Note: the kernel untarr on rhsauot070 was still going on without any interfeernce

Comment 2 Nag Pavan Chilakam 2016-01-20 12:48:13 UTC
Created attachment 1116638 [details]
client error

Comment 3 Mohammed Rafi KC 2016-01-22 07:19:43 UTC
It is very inconsistently reproducible.

RCA:

It is race between graph change in client graph and an option change in server graph.
During server_reconfigure we authenticate each connected clients against the current options. To do this authentication we store previous values in a dictionary during the connection establishment phase (server_setvolume). If the authentication fails during reconfigure then we will disconnect the transport. Here it introduce a race between server_setvolume and reconfugure. If a reconfigure called before doing a setvolume, the transport will be disconnected.
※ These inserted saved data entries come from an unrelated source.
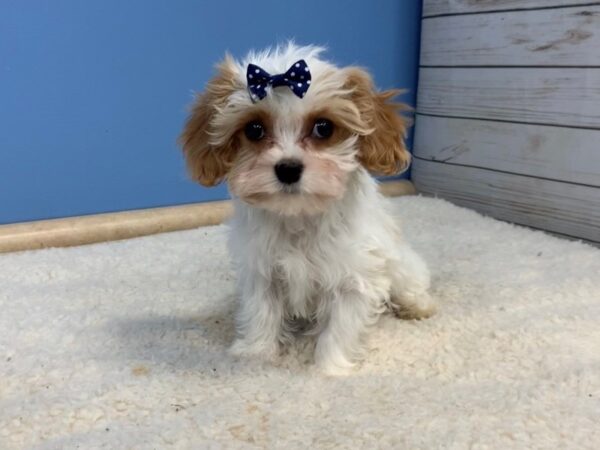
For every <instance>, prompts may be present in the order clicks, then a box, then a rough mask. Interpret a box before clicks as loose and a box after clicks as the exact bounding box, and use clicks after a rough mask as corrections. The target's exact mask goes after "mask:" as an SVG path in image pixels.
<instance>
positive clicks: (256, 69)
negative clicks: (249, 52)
mask: <svg viewBox="0 0 600 450" xmlns="http://www.w3.org/2000/svg"><path fill="white" fill-rule="evenodd" d="M246 80H247V81H248V90H249V91H250V96H251V97H252V100H257V99H258V100H262V99H263V98H265V97H266V96H267V91H266V88H267V86H271V87H274V88H275V87H277V86H289V88H290V89H291V90H292V92H293V93H294V94H296V95H297V96H298V97H300V98H302V97H304V94H306V91H308V88H309V86H310V80H311V77H310V70H308V66H307V65H306V61H304V60H303V59H301V60H299V61H296V62H295V63H294V64H292V67H290V68H289V69H288V70H287V72H285V73H280V74H278V75H271V74H269V73H267V72H266V71H264V70H263V69H261V68H260V67H258V66H256V65H254V64H248V70H247V71H246Z"/></svg>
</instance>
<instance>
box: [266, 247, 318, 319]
mask: <svg viewBox="0 0 600 450" xmlns="http://www.w3.org/2000/svg"><path fill="white" fill-rule="evenodd" d="M274 269H275V274H276V276H275V282H276V283H277V284H278V288H279V289H278V291H279V293H280V295H281V297H282V300H283V301H285V302H286V303H287V306H288V308H289V310H290V313H292V315H294V316H298V317H304V318H308V317H310V316H311V315H312V312H313V309H314V307H315V300H317V297H318V292H319V291H320V289H319V286H321V285H322V274H323V273H322V268H321V267H320V266H319V265H318V264H316V263H315V261H314V260H311V258H310V255H309V254H307V253H305V252H303V251H301V250H296V249H294V250H289V251H286V252H285V253H282V254H280V255H278V257H277V259H276V261H275V263H274Z"/></svg>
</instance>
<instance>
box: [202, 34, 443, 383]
mask: <svg viewBox="0 0 600 450" xmlns="http://www.w3.org/2000/svg"><path fill="white" fill-rule="evenodd" d="M321 51H322V49H320V48H318V47H297V46H295V45H293V44H290V45H287V46H285V47H280V48H276V49H275V50H274V51H266V52H263V53H258V54H251V55H249V57H248V58H246V60H245V61H244V62H243V63H237V62H231V64H233V67H234V68H235V69H234V71H235V72H236V74H237V75H236V76H237V84H239V86H240V88H239V89H238V90H236V91H235V92H234V93H232V94H231V95H230V96H229V98H228V99H227V102H226V104H225V106H224V107H221V108H220V109H219V110H218V113H217V114H216V115H215V117H214V119H213V129H214V130H218V131H215V132H214V133H213V135H212V139H213V143H214V144H215V145H219V144H220V143H221V142H224V141H225V140H227V139H228V138H229V137H230V136H231V135H233V133H235V132H236V130H235V129H234V128H233V127H234V126H237V125H233V124H237V123H238V122H239V119H238V118H239V117H244V114H247V111H248V110H250V109H252V108H255V109H256V108H261V109H263V110H265V109H266V110H268V111H269V112H270V114H271V116H272V117H274V123H273V127H272V129H271V130H269V131H270V133H271V139H272V142H273V143H272V145H271V146H270V147H269V148H267V149H264V150H263V151H262V153H261V154H260V155H259V156H255V153H253V152H252V151H247V152H246V153H245V155H246V156H244V157H241V158H240V159H239V160H238V162H237V165H236V164H234V167H233V168H232V169H231V173H230V174H229V175H228V178H227V180H228V182H229V186H230V190H231V192H232V195H233V197H234V203H235V215H234V218H233V221H232V232H231V240H230V244H231V245H230V249H231V253H232V255H233V259H234V261H235V263H236V266H237V271H238V274H239V283H238V285H239V294H240V303H239V308H238V311H237V314H236V323H237V333H238V338H237V340H236V341H235V343H234V344H233V346H232V352H233V353H234V354H236V355H249V356H253V357H255V356H260V357H264V358H267V359H274V358H276V357H277V355H278V353H279V350H280V346H281V345H282V344H284V343H285V342H287V341H289V340H290V339H291V338H292V337H293V333H294V331H295V330H296V329H297V328H298V322H299V321H303V322H308V324H309V325H310V327H309V330H310V332H312V333H315V334H318V338H317V344H316V350H315V361H316V363H317V364H318V365H319V366H320V367H321V368H322V369H323V370H324V371H325V372H327V373H332V374H337V373H342V372H344V371H346V370H347V369H348V368H350V367H352V365H353V364H354V363H355V361H357V360H358V359H360V358H361V356H362V353H363V349H364V342H363V341H364V338H365V336H366V334H367V332H368V330H369V328H370V327H371V326H373V325H374V324H375V323H376V322H377V319H378V318H379V316H380V315H381V313H383V312H384V311H386V309H390V308H394V309H395V310H397V312H398V313H400V314H405V315H407V316H410V317H416V318H421V317H427V316H429V315H430V314H432V313H433V310H434V305H433V302H432V301H431V299H430V297H429V294H428V289H429V272H428V270H427V267H426V265H425V264H424V263H423V261H422V260H421V259H420V258H419V256H418V255H416V254H415V253H414V252H413V251H412V250H411V248H410V247H409V246H408V245H407V244H406V243H405V242H403V241H402V240H401V238H400V234H399V231H398V229H397V227H396V224H395V222H394V220H392V218H391V217H390V216H389V214H388V213H387V211H386V207H385V200H384V199H383V197H382V196H381V195H380V194H379V192H378V190H377V185H376V182H375V180H374V179H373V178H372V177H371V176H370V175H369V174H368V173H367V171H366V170H365V169H364V168H363V167H362V166H361V165H360V163H359V162H358V158H357V155H358V152H359V148H358V142H357V141H358V134H352V135H351V136H349V137H348V138H345V139H344V140H343V141H341V142H339V143H337V144H336V145H335V146H333V145H332V146H330V147H329V148H327V149H325V150H319V151H314V150H311V149H308V150H306V149H303V148H302V134H301V133H302V132H303V131H302V128H303V125H302V124H303V120H304V117H306V116H307V114H308V113H310V112H311V111H315V110H318V108H322V107H323V105H327V104H328V103H330V101H332V100H335V98H336V97H337V98H339V97H340V96H342V95H344V94H347V93H348V92H349V91H348V90H344V89H345V88H344V83H345V79H346V78H345V75H344V74H342V73H341V72H340V70H339V69H337V68H335V66H333V65H332V64H330V63H328V62H326V61H323V60H321V59H319V54H320V53H321ZM299 59H304V60H306V62H307V64H308V66H309V68H310V71H311V74H312V79H313V82H312V84H311V86H310V88H309V90H308V92H307V94H306V96H305V97H304V98H303V99H299V98H297V97H295V96H294V95H293V93H292V92H291V91H290V90H289V88H287V87H285V86H284V87H280V88H276V89H271V88H269V89H268V93H267V97H266V98H265V99H263V100H261V101H260V102H257V103H256V104H254V103H253V102H252V101H251V99H250V96H249V94H248V92H247V91H246V88H245V86H246V82H245V68H246V66H247V64H248V63H253V64H257V65H259V66H260V67H262V68H263V69H265V70H266V71H268V72H270V73H272V74H275V73H282V72H284V71H286V70H287V69H288V68H289V67H290V66H291V65H292V64H293V63H294V62H295V61H297V60H299ZM338 104H339V105H341V106H338V107H339V108H346V109H345V111H350V113H349V114H348V115H349V116H350V117H352V116H355V117H356V121H357V125H356V127H354V130H355V132H356V133H361V134H369V133H371V132H373V130H369V129H368V128H365V125H364V124H363V125H360V123H359V122H360V117H359V111H358V108H357V106H356V105H355V104H354V103H353V102H352V101H349V100H346V101H345V102H341V103H340V102H338ZM230 124H231V125H230ZM361 126H362V128H361ZM252 158H256V159H252ZM285 158H296V159H298V160H300V161H302V162H303V163H304V166H305V170H304V172H303V175H302V179H301V181H300V182H299V183H297V184H296V185H294V186H293V187H290V186H286V185H282V184H281V183H280V182H279V181H278V180H277V178H276V176H275V174H274V171H273V167H274V165H275V164H276V163H277V162H279V161H280V160H283V159H285ZM324 167H330V169H324ZM253 196H254V197H253ZM257 196H258V197H257ZM252 198H259V199H260V200H256V201H254V200H250V199H252Z"/></svg>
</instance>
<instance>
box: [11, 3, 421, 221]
mask: <svg viewBox="0 0 600 450" xmlns="http://www.w3.org/2000/svg"><path fill="white" fill-rule="evenodd" d="M420 3H421V2H420V0H402V1H399V0H377V1H373V2H371V1H366V0H356V1H344V0H335V1H324V0H303V1H301V2H292V1H287V0H286V1H283V0H275V1H265V0H254V1H237V0H236V1H200V0H197V1H188V0H181V1H167V0H162V1H159V0H156V1H151V0H146V1H141V0H135V1H133V0H127V1H121V0H102V1H95V2H91V1H79V0H53V1H45V0H38V1H34V0H3V1H2V2H0V223H10V222H19V221H26V220H34V219H45V218H54V217H64V216H72V215H81V214H90V213H97V212H107V211H118V210H125V209H135V208H146V207H154V206H163V205H172V204H181V203H190V202H197V201H203V200H214V199H219V198H224V197H226V195H227V194H226V190H225V188H224V187H223V186H220V187H218V188H214V189H204V188H201V187H199V186H197V185H195V184H193V183H191V182H190V181H188V180H187V177H186V174H185V170H184V166H183V161H182V158H181V155H180V153H179V150H178V148H177V147H176V144H175V141H176V138H177V135H178V133H179V131H180V129H181V127H182V124H183V121H184V119H185V116H186V109H185V108H186V106H187V104H188V103H189V102H190V100H191V98H192V96H191V92H192V91H193V90H200V89H201V88H202V86H203V85H204V83H205V82H206V81H207V79H208V77H209V76H210V75H211V71H212V66H213V64H214V63H215V62H216V61H217V60H219V59H220V58H221V57H222V56H223V54H224V52H225V51H226V50H229V51H230V52H232V53H233V54H234V55H236V56H242V55H243V54H244V53H245V52H246V51H247V50H249V49H250V48H262V47H265V46H269V45H272V44H273V43H276V42H279V41H282V40H285V39H287V38H295V40H296V41H297V42H298V43H301V44H305V43H317V44H324V45H326V46H328V47H329V52H328V55H329V56H330V57H331V58H332V59H333V60H334V61H336V62H338V63H340V64H353V63H358V64H360V65H363V66H367V67H369V68H371V70H372V72H373V73H374V75H375V79H376V82H377V84H378V85H379V86H380V87H383V88H386V87H408V88H410V89H411V94H409V95H408V96H407V97H406V98H405V100H408V101H409V102H411V103H413V104H414V98H413V94H414V92H415V90H416V86H415V84H416V68H417V57H418V33H419V29H418V27H419V17H420V8H421V5H420Z"/></svg>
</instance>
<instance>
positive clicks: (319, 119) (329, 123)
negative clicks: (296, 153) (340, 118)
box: [311, 119, 334, 139]
mask: <svg viewBox="0 0 600 450" xmlns="http://www.w3.org/2000/svg"><path fill="white" fill-rule="evenodd" d="M333 128H334V125H333V122H332V121H331V120H329V119H317V120H315V124H314V125H313V131H312V134H311V136H312V137H314V138H317V139H327V138H330V137H331V135H332V134H333Z"/></svg>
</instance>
After three seconds time-out transport will be reconnected.

Comment 4 Mohammed Rafi KC 2016-01-22 09:22:14 UTC
Changing the component since this can be reproduced in any volume also this bug falls into protocol layer.

NOTE: With RCA given in comment3, the failure should not umount

Comment 5 Mohammed Rafi KC 2016-01-22 09:26:33 UTC
upstream master patch merged. http://review.gluster.org/#/c/13271/
release 3.7 : http://review.gluster.org/#/c/13280/

Comment 6 Nag Pavan Chilakam 2016-01-22 09:37:40 UTC
Created attachment 1117135 [details]
mount log

Comment 7 Mohammed Rafi KC 2016-07-01 04:25:46 UTC
patches mentioned in comment5 are merged in upstream, so the fix would be available for 3.2 as part of the rebase.

Comment 8 Milind Changire 2017-01-18 10:00:42 UTC
Moving to MODIFIED.
Patch available downstream as commit 30e4d0d.

Comment 11 hari gowtham 2018-11-08 18:36:15 UTC
As tier is not being actively developed, I'm closing this bug. Feel free to open it if necessary.